The day was capped by a discussion with archaeologist and James Madison University professor Carole Nash, who helped the group think about how sustainability connects with our obligations to Native American communities. “I particularly appreciated the input by Dr. Carole Nash who addressed the questions, ‘What does it mean to know a place? What does it mean to be ruptured from place, and how do you acknowledge that?’ At Anabaptist Mennonite Biblical Seminary, we are working at both creation care/sustainability and acknowledging the indigenous history of our place, and Dr. Nash’s presentation helped me to imagine new ways that these two themes intersect”, said Janeen Bertsche Johnson, Director of Campus Ministries at AMBS.
Participants spent the last morning identified a range of possible actions for their institutions to work on individually or together:
- How do we continue to collaborate together through regular events such as annual meetings or regular online events?
- How can we support youth in their efforts to respond to climate change by connecting together through direct climate actions, or through recent graduates?
- How can we be accountable to each other as institutions, such as sharing climate footprints and working together on goals to reduce this?
- Are there ways we can share information and pool resources, such as shared curricular and co-curricular events?
The conference wrapped up Sunday with local CSCS supporters joining the group for a panel discussion with students from four colleges, who talked about the actions they hope will happen on their campuses in the coming year, and how their efforts can best be supported.
“Part of our discussion at the conference was recognizing that climate change is a much bigger problem than individuals or small colleges can fix, however there are a lot of things we can do to reduce our climate footprint and to benefit the life and ecosystems that exist on our campuses,” said Goshen College student (and CSCS climate ambassador) Alena Miller.

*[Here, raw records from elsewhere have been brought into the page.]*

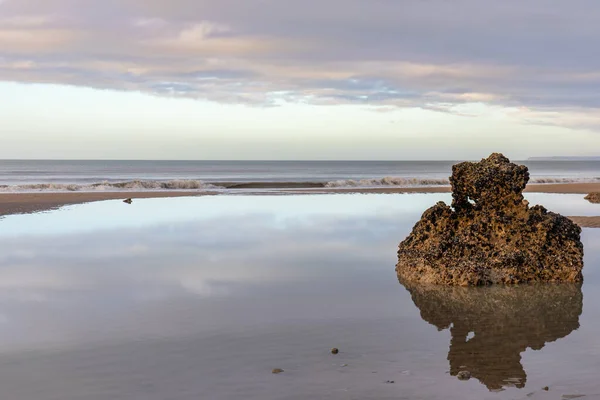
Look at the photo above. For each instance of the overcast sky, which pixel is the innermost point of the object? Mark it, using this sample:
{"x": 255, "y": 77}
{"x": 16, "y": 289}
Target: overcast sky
{"x": 289, "y": 79}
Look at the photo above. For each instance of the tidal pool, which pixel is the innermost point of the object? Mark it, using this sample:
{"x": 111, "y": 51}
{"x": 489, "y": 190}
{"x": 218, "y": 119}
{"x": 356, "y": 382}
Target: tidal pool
{"x": 200, "y": 298}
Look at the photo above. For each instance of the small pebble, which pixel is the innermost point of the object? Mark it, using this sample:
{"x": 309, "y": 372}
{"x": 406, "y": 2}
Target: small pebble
{"x": 464, "y": 375}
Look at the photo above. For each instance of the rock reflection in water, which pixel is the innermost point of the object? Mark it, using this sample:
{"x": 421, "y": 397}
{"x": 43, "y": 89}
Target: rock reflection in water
{"x": 492, "y": 326}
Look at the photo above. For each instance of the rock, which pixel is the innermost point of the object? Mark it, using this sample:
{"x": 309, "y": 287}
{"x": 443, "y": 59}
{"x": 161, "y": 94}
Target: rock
{"x": 593, "y": 197}
{"x": 490, "y": 235}
{"x": 464, "y": 375}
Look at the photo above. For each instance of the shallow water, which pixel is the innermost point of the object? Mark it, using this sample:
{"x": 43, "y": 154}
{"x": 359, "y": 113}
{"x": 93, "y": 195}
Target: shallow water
{"x": 200, "y": 298}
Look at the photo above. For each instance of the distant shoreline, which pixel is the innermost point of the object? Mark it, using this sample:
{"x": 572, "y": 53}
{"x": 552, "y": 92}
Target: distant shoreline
{"x": 23, "y": 203}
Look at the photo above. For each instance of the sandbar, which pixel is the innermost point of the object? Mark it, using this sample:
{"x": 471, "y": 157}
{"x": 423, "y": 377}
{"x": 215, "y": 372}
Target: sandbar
{"x": 18, "y": 203}
{"x": 22, "y": 203}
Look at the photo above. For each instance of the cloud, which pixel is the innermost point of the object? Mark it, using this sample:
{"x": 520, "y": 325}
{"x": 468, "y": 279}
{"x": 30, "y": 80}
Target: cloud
{"x": 388, "y": 53}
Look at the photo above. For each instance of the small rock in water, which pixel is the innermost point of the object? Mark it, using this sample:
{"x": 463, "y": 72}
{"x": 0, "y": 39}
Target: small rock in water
{"x": 464, "y": 375}
{"x": 593, "y": 197}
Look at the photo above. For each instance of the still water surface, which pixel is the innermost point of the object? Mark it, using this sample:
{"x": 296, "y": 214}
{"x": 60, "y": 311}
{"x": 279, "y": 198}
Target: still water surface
{"x": 200, "y": 298}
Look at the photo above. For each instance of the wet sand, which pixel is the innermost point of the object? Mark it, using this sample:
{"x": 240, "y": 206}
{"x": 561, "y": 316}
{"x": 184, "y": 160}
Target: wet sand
{"x": 18, "y": 203}
{"x": 22, "y": 203}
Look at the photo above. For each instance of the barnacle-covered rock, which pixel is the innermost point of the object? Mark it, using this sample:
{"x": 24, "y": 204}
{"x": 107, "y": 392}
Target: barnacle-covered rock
{"x": 490, "y": 234}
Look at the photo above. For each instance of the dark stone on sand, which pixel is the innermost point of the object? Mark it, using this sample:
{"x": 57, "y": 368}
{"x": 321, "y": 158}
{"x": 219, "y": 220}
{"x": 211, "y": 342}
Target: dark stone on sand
{"x": 593, "y": 197}
{"x": 464, "y": 375}
{"x": 490, "y": 235}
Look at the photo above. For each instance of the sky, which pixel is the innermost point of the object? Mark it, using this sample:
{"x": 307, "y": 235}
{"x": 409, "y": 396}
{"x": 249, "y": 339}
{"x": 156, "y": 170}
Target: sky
{"x": 289, "y": 79}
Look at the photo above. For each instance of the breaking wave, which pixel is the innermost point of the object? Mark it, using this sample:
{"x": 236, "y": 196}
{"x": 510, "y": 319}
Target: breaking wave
{"x": 402, "y": 181}
{"x": 180, "y": 184}
{"x": 387, "y": 181}
{"x": 110, "y": 186}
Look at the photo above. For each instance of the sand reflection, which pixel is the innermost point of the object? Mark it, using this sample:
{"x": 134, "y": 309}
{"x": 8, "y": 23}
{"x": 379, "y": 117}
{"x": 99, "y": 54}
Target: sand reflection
{"x": 492, "y": 326}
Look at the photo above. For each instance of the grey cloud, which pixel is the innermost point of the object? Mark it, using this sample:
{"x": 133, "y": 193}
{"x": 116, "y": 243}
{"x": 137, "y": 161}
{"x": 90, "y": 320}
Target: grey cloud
{"x": 401, "y": 53}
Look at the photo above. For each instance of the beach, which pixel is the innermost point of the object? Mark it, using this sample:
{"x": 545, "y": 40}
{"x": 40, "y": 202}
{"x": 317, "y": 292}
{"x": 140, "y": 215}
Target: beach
{"x": 11, "y": 203}
{"x": 203, "y": 296}
{"x": 18, "y": 203}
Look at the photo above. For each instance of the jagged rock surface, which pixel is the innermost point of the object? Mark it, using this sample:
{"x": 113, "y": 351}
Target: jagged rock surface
{"x": 490, "y": 234}
{"x": 593, "y": 197}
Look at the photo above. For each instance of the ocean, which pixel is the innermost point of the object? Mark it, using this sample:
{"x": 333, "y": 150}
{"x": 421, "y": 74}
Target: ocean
{"x": 93, "y": 175}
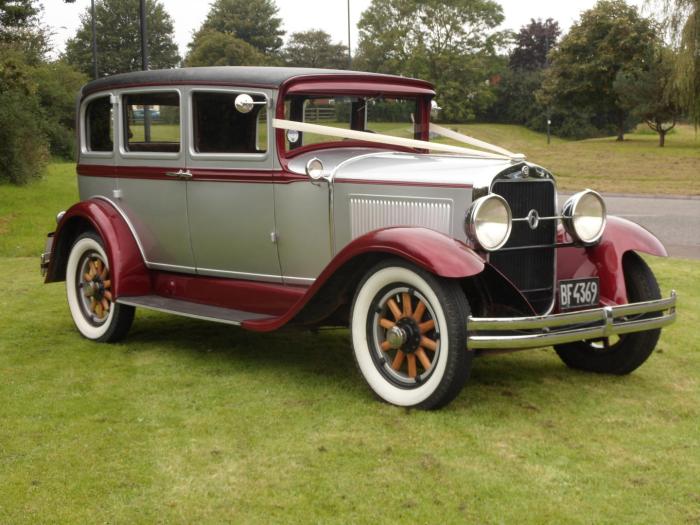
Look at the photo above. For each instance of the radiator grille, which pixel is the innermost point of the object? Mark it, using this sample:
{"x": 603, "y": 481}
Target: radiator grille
{"x": 528, "y": 257}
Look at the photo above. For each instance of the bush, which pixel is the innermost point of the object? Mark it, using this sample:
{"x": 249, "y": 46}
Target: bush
{"x": 23, "y": 145}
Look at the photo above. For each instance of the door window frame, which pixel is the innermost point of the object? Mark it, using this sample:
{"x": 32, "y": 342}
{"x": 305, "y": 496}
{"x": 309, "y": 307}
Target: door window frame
{"x": 194, "y": 155}
{"x": 162, "y": 155}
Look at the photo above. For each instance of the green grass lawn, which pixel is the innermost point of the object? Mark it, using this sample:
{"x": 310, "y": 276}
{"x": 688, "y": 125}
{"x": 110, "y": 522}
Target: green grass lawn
{"x": 191, "y": 422}
{"x": 637, "y": 165}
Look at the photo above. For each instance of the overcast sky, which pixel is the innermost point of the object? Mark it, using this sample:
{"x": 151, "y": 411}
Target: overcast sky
{"x": 298, "y": 15}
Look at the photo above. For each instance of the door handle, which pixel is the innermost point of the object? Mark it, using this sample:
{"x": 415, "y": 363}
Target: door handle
{"x": 179, "y": 174}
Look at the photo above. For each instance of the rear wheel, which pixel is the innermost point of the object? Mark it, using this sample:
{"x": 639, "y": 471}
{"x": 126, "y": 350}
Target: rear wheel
{"x": 89, "y": 292}
{"x": 409, "y": 335}
{"x": 620, "y": 354}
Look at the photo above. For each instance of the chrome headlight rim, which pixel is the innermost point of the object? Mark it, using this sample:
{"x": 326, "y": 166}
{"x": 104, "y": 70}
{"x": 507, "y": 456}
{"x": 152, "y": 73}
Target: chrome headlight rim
{"x": 472, "y": 218}
{"x": 569, "y": 216}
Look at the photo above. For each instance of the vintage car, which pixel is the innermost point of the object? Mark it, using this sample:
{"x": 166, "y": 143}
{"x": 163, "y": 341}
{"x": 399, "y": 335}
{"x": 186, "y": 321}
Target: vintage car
{"x": 276, "y": 197}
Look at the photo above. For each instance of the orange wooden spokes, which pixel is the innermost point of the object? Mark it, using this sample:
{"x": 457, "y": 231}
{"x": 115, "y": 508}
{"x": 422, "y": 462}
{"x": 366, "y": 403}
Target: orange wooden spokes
{"x": 412, "y": 365}
{"x": 406, "y": 303}
{"x": 420, "y": 310}
{"x": 420, "y": 353}
{"x": 398, "y": 360}
{"x": 428, "y": 343}
{"x": 395, "y": 310}
{"x": 426, "y": 326}
{"x": 385, "y": 323}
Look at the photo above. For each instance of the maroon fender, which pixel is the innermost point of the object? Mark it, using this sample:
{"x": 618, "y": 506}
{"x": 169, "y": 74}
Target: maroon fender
{"x": 605, "y": 259}
{"x": 428, "y": 249}
{"x": 128, "y": 272}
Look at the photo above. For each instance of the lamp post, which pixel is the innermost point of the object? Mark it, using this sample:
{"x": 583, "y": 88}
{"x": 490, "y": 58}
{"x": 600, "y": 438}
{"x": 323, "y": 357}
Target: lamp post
{"x": 94, "y": 35}
{"x": 349, "y": 45}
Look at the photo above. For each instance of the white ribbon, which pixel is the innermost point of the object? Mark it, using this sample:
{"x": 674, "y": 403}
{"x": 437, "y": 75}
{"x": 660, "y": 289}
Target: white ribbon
{"x": 365, "y": 136}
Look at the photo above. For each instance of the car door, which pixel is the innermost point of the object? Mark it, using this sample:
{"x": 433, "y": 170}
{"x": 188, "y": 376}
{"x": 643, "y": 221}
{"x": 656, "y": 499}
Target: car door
{"x": 230, "y": 195}
{"x": 151, "y": 177}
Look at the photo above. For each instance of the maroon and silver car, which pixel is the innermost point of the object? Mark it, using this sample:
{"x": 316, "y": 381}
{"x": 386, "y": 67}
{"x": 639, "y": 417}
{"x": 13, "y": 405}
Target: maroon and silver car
{"x": 274, "y": 197}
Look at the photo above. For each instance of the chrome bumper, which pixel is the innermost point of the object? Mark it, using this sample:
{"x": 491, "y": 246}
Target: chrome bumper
{"x": 45, "y": 258}
{"x": 547, "y": 330}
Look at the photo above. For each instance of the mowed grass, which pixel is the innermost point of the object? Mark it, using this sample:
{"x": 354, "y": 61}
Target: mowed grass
{"x": 187, "y": 421}
{"x": 637, "y": 165}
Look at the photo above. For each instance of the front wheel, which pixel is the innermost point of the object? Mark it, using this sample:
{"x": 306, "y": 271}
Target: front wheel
{"x": 89, "y": 292}
{"x": 409, "y": 335}
{"x": 625, "y": 353}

Campus Sustainability Ambassadors took their message of sustainability to their senators and representatives in Washington DC on Monday after the conference as part of two days of training that followed the conference. Campus Sustainability Ambassadors are representatives that initiate activities on each of their own campuses, and work together throughout the year to inspire and support their collective efforts. New ambassadors were joined by several ambassadors from last year who were able to encourage and advise the new ambassadors as they plan for the year. CSCS staff joined the ambassadors for a full day of climate advocacy in Washington DC led by the Mennonite Central Committee Washington DC office, including CSCS intern and Eastern Mennonite University student Micah Buckwalter.
Miller summed up the sentiment of the group well: “Micah 6:8 says to do justice, love mercy, and walk humbly with our God. If we are to do justice, then together we must take steps to move away from practices that harm creation. I hope that continued collaboration at our universities will help bring about positive change at our institutions where it is needed, and the continuation of the good things already happening.”

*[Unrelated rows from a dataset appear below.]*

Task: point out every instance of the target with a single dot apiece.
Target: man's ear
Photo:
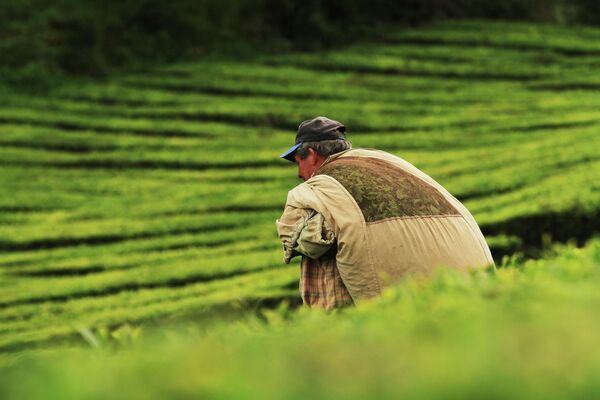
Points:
(313, 154)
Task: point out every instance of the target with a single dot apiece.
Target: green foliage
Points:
(151, 198)
(518, 333)
(41, 40)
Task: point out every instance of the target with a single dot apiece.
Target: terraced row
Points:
(154, 195)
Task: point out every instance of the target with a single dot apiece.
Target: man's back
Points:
(389, 220)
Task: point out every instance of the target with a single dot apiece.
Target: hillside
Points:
(152, 197)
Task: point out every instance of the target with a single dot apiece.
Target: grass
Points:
(525, 331)
(153, 197)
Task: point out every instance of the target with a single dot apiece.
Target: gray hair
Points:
(324, 148)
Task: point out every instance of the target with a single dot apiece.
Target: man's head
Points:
(317, 139)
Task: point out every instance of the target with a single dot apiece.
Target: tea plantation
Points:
(150, 199)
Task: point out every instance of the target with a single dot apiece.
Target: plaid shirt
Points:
(321, 285)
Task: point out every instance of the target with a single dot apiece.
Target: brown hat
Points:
(316, 130)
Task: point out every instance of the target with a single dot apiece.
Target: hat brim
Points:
(289, 155)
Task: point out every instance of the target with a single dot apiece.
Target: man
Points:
(364, 219)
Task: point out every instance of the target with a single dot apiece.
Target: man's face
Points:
(308, 166)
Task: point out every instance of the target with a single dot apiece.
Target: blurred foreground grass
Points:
(527, 330)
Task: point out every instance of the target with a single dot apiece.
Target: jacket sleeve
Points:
(303, 231)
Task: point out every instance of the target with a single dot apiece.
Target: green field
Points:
(150, 199)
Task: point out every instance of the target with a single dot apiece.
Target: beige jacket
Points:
(388, 219)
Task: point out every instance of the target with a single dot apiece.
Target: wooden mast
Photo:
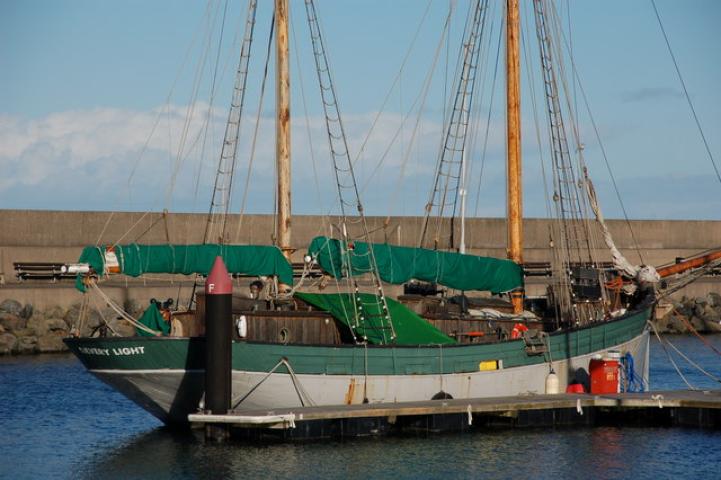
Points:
(282, 126)
(513, 118)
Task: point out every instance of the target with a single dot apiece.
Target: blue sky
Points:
(85, 83)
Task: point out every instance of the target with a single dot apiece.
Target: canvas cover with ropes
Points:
(409, 327)
(135, 260)
(153, 319)
(398, 265)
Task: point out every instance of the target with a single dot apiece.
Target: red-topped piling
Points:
(218, 343)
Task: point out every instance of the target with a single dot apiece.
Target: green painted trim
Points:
(152, 353)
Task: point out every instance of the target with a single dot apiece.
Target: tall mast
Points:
(282, 126)
(513, 98)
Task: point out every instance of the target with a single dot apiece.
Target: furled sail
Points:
(398, 265)
(135, 260)
(410, 328)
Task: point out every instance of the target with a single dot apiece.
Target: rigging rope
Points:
(348, 194)
(685, 92)
(602, 148)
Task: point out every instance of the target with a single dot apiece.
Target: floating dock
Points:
(697, 409)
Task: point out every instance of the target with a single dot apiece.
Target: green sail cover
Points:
(400, 264)
(136, 260)
(152, 318)
(409, 327)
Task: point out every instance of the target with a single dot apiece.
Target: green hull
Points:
(154, 353)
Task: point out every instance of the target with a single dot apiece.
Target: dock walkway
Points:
(700, 409)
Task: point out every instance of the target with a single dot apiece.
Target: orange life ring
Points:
(518, 330)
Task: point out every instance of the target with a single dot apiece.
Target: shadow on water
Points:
(58, 421)
(608, 452)
(192, 386)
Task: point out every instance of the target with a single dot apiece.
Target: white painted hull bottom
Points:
(171, 395)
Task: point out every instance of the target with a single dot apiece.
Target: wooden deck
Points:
(700, 409)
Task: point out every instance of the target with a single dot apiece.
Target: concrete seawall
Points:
(59, 236)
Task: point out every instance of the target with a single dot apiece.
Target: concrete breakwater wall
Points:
(59, 236)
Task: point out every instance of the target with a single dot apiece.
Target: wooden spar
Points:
(282, 126)
(513, 118)
(689, 264)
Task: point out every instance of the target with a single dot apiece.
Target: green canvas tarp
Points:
(409, 327)
(400, 264)
(153, 319)
(136, 260)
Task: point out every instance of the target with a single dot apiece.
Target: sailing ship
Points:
(303, 347)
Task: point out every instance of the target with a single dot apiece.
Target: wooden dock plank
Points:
(287, 417)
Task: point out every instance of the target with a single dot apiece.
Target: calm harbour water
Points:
(58, 421)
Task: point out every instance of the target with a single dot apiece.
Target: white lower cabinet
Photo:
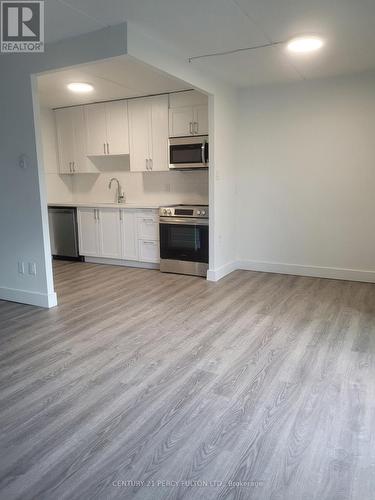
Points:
(117, 233)
(149, 251)
(88, 232)
(129, 235)
(109, 233)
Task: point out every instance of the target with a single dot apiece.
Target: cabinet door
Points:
(65, 140)
(88, 232)
(159, 133)
(201, 119)
(147, 226)
(149, 251)
(139, 134)
(96, 132)
(80, 160)
(109, 233)
(129, 241)
(181, 121)
(117, 128)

Six of these institutions from across the continent were represented at this event: Anabaptist Mennonite Biblical Seminary, Bluffton University, Canadian Mennonite University, Eastern Mennonite University, Fresno Pacific University, and Goshen College. Other colleges expressed their desire to come, but faced schedule conflicts. We consider the summit a success, and look forward to both the fruits of the passion for climate expressed at the summit, as well as hopes for future summits to continue this work.